There have been 63 Hall of Fame players who also have managed in the major leagues. Three were in the original class of five Hall of Famers chosen for 1936: Ty Cobb, Honus Wagner and Walter Johnson.
Three more have been elected to the Hall of Fame in their first year of eligibility and have managed in the majors:
Frank Robinson became baseball’s first black manager as a player-manager with Cleveland in 1975, and would manage 16 seasons for five teams. Ted Williams managed the second version of the Washington Senators from 1969 to 1971, and followed them to Texas to manage the Rangers in 1972.
And No. 3 … Yogi Berra? Don’t blame me, but the stubborn voting members among the baseball writers of the early 1970s did not give Yogi the required 75 percent in his first year of eligibility.
The third first-time Hall of Fame player to manage in the major leagues since the originals currently resides in the Twins clubhouse. Paul Molitor stopped playing in 1998 at age 42, waited the five years, and was inducted into the Cooperstown shrine in 2004.
It would be another decade before he would become a big-league manager — the Twins made the announcement on Nov. 3, 2014 — and the players who remained and knew him through competition were very few.
Molitor beat the odds by leading the Twins to a wild-card playoff appearance in 2017, both winning the American League’s Manager of the Year award and saving his job.
He was the first player to get five hits in a World Series game (in the first he played as a Brewer in 1982), he was the first player to have a triple for his 3,000th hit (in September 1996 for the Twins), and we recently had another first for Molitor.
Games had not yet started, the day’s workout was done, and sportswriters were crowded in Molitor’s office, asking questions tied to no major topics. And around 12:30 p.m. EST on Feb. 20, 2018, Molitor had a response that took note of his greatness as a player.
It was sideways and funny, and also a first in the recollection of media witnesses.
“He hates it when we ask him something about how being a great player relates to this or that as a manager,’’ said Phil Miller, the co-star of Star Tribune baseball coverage with La Velle Neal. “He doesn’t want to go there.’’
This was a month before new closer Fernando Rodney would turn 41 and Miller asked: “At Rodney’s age, will there be any concessions made to that at all?’’
Molitor started by saying, “No, I like people who … ’
Then, after a lengthy pause, he continued with, “Somebody in this room hit .340 when they were 40.’’
There were laughs from his audience, and the manager added, “I don’t know why I threw that in there.’’
He threw it in for the best possible reason: It happened.
In 1996, in his first season back home with the Twins, Molitor led the American League with 225 hits and batted .341, and was declared “a moving clinic’’ of playing baseball by manager and noted critic Tom Kelly.
This pause followed by a quip took me back to an all-time favorite quote from Molitor. Again it was 1996, mid-March, and two weeks before Kirby Puckett would go blind in his right eye.
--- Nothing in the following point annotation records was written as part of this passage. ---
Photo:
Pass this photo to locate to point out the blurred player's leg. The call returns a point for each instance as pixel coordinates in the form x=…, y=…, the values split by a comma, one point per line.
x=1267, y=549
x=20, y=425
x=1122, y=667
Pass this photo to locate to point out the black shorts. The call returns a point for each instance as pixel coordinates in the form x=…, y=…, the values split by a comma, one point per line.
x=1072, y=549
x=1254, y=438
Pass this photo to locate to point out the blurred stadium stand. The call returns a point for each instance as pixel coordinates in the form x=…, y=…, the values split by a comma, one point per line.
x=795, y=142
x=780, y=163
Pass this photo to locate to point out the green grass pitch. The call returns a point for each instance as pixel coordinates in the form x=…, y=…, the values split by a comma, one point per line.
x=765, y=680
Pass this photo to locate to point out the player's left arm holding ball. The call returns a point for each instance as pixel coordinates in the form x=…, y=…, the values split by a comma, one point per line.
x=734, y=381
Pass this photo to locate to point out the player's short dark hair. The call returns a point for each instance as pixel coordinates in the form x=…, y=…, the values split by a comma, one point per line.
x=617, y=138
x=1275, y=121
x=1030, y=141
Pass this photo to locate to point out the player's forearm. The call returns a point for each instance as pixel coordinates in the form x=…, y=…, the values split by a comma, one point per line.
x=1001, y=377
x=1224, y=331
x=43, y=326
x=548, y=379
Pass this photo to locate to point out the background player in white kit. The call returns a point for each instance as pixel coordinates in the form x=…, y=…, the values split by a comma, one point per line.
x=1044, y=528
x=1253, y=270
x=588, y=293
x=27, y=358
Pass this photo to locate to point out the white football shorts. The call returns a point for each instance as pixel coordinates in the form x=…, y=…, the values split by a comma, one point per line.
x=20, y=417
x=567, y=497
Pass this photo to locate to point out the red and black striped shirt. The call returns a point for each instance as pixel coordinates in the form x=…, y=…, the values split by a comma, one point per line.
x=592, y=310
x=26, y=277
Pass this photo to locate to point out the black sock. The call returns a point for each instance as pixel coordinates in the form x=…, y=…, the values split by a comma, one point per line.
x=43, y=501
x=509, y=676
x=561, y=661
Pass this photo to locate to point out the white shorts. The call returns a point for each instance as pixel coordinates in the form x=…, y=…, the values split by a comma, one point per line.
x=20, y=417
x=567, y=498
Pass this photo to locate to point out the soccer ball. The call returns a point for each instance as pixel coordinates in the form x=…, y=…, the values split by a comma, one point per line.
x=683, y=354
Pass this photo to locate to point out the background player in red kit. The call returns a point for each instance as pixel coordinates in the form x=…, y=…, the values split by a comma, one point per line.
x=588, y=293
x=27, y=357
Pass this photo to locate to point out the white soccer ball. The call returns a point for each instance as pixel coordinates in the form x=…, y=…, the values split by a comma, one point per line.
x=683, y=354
I was writing a Puckett piece and asked Molitor if he had a different perception of Puck as a personality after this first month of daily exposure as a teammate.
Molitor paused to get it exactly right and then said:
“I knew he was an upbeat, outspoken person. The surprise to me has been the quantity of what he says. There is lots of quality in there, too, but the quantity is amazing.”
As well, the quantity for baseball greatness is amazing for Molitor. This factoid always gets me:
He was the MVP in a World Series in which an outstanding teammate (Joe Carter) hit a three-run, Series-winning home run in the bottom of the ninth of Game 6. It’s impossible to out-MVP that, unless you’re 12-for-24 with six extra-base hits and eight RBI, as was Molitor for the Blue Jays in 1993.
One early morning last week, Molitor came walking through the clubhouse in civilian clothes. It would be a long day, with a split-squad, day-night, two-ballparks doubleheader.
There were greetings from a few players. More were zeroed in on their phones. I had a smile over that, younger players looking down at their phones, wondering if they have typed “Paul Molitor’’ into a search just once and permitted themselves to be astounded.